Coma associated with flaccidity produced by fluid-percussion concussion in the cat. I: Is it due to depression of activity within the brainstem reticular formation?

This study is the first attempt to characterize neurological and behavioural consequences of fluid-percussion concussive head injury in the cat. Both animals initially anaesthetized by N2O as well as unanaesthetized, chronically prepared animals were subjected to injury. Injury with a fluid-pressure wave of 1.9-2.5 atm (duration 21-24 ms) produced a brief generalized areflexia. Following this initial response, injury greater than 2.1 atm frequently produced a period associated with hypotonia of postural muscles and suppression of postural motor responses (flaccidity). A close association between flaccidity and other indices of coma such as absence of eye-opening responses was noted. These consequences of injury can occur without fatal apnoae, circulatory collapse or overt intraparenchymal haemorrhages. This result suggests that mechanical stress predominantly restricted to the brain stem in fluid percussion may be sufficient, at least in the cat, to produce coma associated with flaccidity which has been previously documented for acceleration concussion. There was no evidence that fluid percussion produced EEG depression similar to the effects of lesions in the mesencephalic reticular activating system (RAS). Thus, depression of general levels of brain activity including those within the RAS seems not be necessary for production of this form of reversible coma.
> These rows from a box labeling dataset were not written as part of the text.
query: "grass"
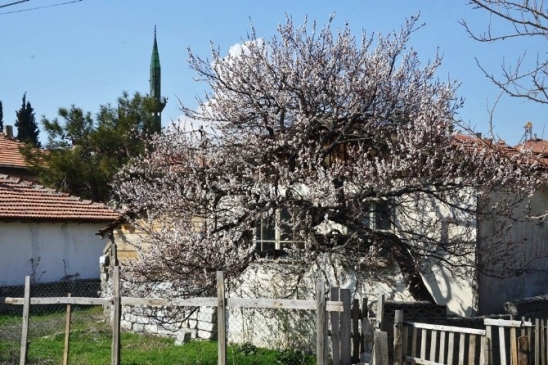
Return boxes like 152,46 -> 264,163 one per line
0,308 -> 315,365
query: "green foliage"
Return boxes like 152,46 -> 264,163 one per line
0,307 -> 296,365
235,342 -> 257,356
15,93 -> 40,147
276,350 -> 313,365
22,92 -> 161,202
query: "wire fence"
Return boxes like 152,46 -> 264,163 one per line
0,280 -> 102,365
0,281 -> 316,365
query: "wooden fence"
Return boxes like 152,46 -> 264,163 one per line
0,267 -> 348,365
5,267 -> 548,365
394,311 -> 548,365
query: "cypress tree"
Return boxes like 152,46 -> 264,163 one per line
15,93 -> 40,147
0,100 -> 4,132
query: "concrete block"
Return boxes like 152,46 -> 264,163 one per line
175,331 -> 192,346
145,324 -> 158,334
120,321 -> 132,330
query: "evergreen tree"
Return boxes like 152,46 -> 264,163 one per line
15,93 -> 41,147
0,100 -> 4,131
23,89 -> 159,202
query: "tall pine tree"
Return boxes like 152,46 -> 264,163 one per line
15,93 -> 40,147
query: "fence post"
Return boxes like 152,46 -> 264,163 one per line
316,279 -> 327,365
394,310 -> 402,365
518,336 -> 529,365
330,287 -> 341,365
19,276 -> 30,365
352,299 -> 361,363
217,271 -> 226,365
110,266 -> 122,365
377,294 -> 384,331
63,293 -> 72,365
340,289 -> 352,365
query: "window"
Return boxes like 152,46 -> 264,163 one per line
362,200 -> 394,231
255,208 -> 297,255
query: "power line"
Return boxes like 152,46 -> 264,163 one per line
0,0 -> 29,8
0,0 -> 82,15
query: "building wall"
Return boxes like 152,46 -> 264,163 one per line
0,222 -> 106,284
479,190 -> 548,314
396,189 -> 478,317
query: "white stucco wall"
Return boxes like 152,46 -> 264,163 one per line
396,188 -> 478,317
479,189 -> 548,314
0,222 -> 106,284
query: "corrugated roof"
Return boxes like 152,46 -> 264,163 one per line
0,174 -> 120,222
0,133 -> 27,169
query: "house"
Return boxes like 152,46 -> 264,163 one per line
97,136 -> 548,322
0,174 -> 119,284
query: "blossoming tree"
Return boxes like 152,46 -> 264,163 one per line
115,18 -> 538,300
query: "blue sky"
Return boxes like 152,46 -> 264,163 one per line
0,0 -> 548,144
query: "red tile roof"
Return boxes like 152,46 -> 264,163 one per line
0,133 -> 27,168
516,139 -> 548,155
0,174 -> 120,222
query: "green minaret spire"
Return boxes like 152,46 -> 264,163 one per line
150,26 -> 167,132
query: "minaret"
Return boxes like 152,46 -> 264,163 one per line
150,26 -> 167,133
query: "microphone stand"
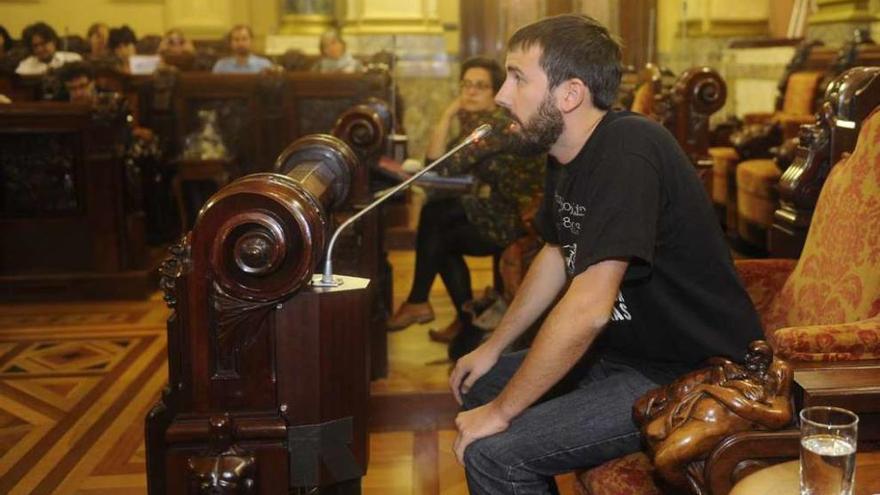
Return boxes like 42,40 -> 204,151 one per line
312,124 -> 492,287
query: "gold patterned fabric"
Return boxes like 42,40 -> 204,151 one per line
763,110 -> 880,361
630,85 -> 654,115
709,146 -> 739,205
736,158 -> 782,227
782,71 -> 823,115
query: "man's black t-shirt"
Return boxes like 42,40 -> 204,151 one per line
538,112 -> 762,382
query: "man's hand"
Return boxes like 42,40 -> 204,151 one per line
449,344 -> 499,405
452,402 -> 510,464
443,96 -> 461,122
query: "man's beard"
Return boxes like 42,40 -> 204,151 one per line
511,93 -> 564,155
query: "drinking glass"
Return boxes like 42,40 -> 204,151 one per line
800,406 -> 859,495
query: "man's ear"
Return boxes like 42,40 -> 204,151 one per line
555,79 -> 590,113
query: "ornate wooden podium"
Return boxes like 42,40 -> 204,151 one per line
146,135 -> 370,495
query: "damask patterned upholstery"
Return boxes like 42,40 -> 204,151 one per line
576,109 -> 880,495
763,106 -> 880,361
709,146 -> 739,205
781,71 -> 824,115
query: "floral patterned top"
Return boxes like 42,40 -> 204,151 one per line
438,107 -> 547,247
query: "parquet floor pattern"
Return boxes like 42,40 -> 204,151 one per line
0,251 -> 571,495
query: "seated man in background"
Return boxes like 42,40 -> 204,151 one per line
15,22 -> 82,75
635,340 -> 793,487
388,58 -> 545,342
314,29 -> 364,73
86,22 -> 110,60
0,26 -> 13,58
212,24 -> 272,74
107,26 -> 137,73
58,62 -> 175,245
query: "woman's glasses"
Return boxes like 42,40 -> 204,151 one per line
458,79 -> 492,91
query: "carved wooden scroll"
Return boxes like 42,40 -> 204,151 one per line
633,340 -> 794,493
146,135 -> 369,494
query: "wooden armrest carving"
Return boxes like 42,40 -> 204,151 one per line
703,430 -> 800,495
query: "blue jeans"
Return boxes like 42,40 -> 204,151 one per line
463,351 -> 657,495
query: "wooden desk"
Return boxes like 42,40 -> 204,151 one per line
794,361 -> 880,450
730,452 -> 880,495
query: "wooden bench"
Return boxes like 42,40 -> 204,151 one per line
0,103 -> 156,300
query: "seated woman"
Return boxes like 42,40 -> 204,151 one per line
107,26 -> 137,73
314,29 -> 364,73
388,58 -> 545,342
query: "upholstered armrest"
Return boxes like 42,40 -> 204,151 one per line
743,112 -> 776,125
703,429 -> 800,495
735,258 -> 797,314
768,315 -> 880,361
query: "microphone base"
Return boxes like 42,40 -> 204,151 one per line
311,274 -> 344,287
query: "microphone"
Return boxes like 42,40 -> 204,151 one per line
312,124 -> 492,287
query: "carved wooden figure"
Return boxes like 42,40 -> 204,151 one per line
146,135 -> 369,495
633,340 -> 793,493
768,67 -> 880,258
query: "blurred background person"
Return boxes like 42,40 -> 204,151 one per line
15,22 -> 82,75
388,57 -> 546,342
213,24 -> 272,74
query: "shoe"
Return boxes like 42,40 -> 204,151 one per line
428,318 -> 461,344
387,302 -> 434,330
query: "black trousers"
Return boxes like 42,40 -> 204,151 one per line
407,198 -> 502,318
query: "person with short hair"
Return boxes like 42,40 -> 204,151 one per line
212,24 -> 273,74
387,57 -> 546,342
314,29 -> 364,73
15,22 -> 82,75
58,62 -> 98,105
86,22 -> 110,59
449,14 -> 763,495
107,25 -> 137,72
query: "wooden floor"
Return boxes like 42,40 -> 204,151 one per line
0,251 -> 571,495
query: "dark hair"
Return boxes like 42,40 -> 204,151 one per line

Coma associated with flaccidity produced by fluid-percussion concussion in the cat. II: Contribution of activity in the pontine inhibitory system.

In the preceding paper we reported that concussive levels of fluid-percussion head injury can produce transient flaccidity of postural muscles associated with other indices of coma. This reversible coma associated with flaccidity follows an initial period of generalized areflexia and occurs in the absence of EEG slow waves. The present study investigated the physiological mechanisms underlying the flaccidity following concussive head injury be recording dorsal and ventral root potentials of the spinal cord. Studies indicated that, during the initial period of generalized areflexia, afferent input transmission was depressed although the excitability of motoneuronal pools was increased. In contrast, during periods of flaccidity, spinal cord somatomotor functions were depressed while transmission of afferent inputs was recovering. Systematic transection of the brain stem showed that activity within structures lying between collicular and midpontine levels is necessary to produce this latter condition. Cholinergic activation of pontine inhibitory areas within this same region of the rostral pons can produce profound descending inhibitory influences on postural somatomotor function in conjunction with other features of coma including suppression of eye-opening responses. Such effects occur without EEG slow waves. Moreover, other data indicate that local rates of glucose utilization within this pontine inhibitory area increase following concussive head injury. Thus, it is possible that a predominance of activity within the pontine inhibitory area could provide at least one neural basis for the reversible comatose state following concussive head injury characterized by close association between flaccidity and other indices of coma. Possible relationships of these data to clinically observed features of concussion are discussed.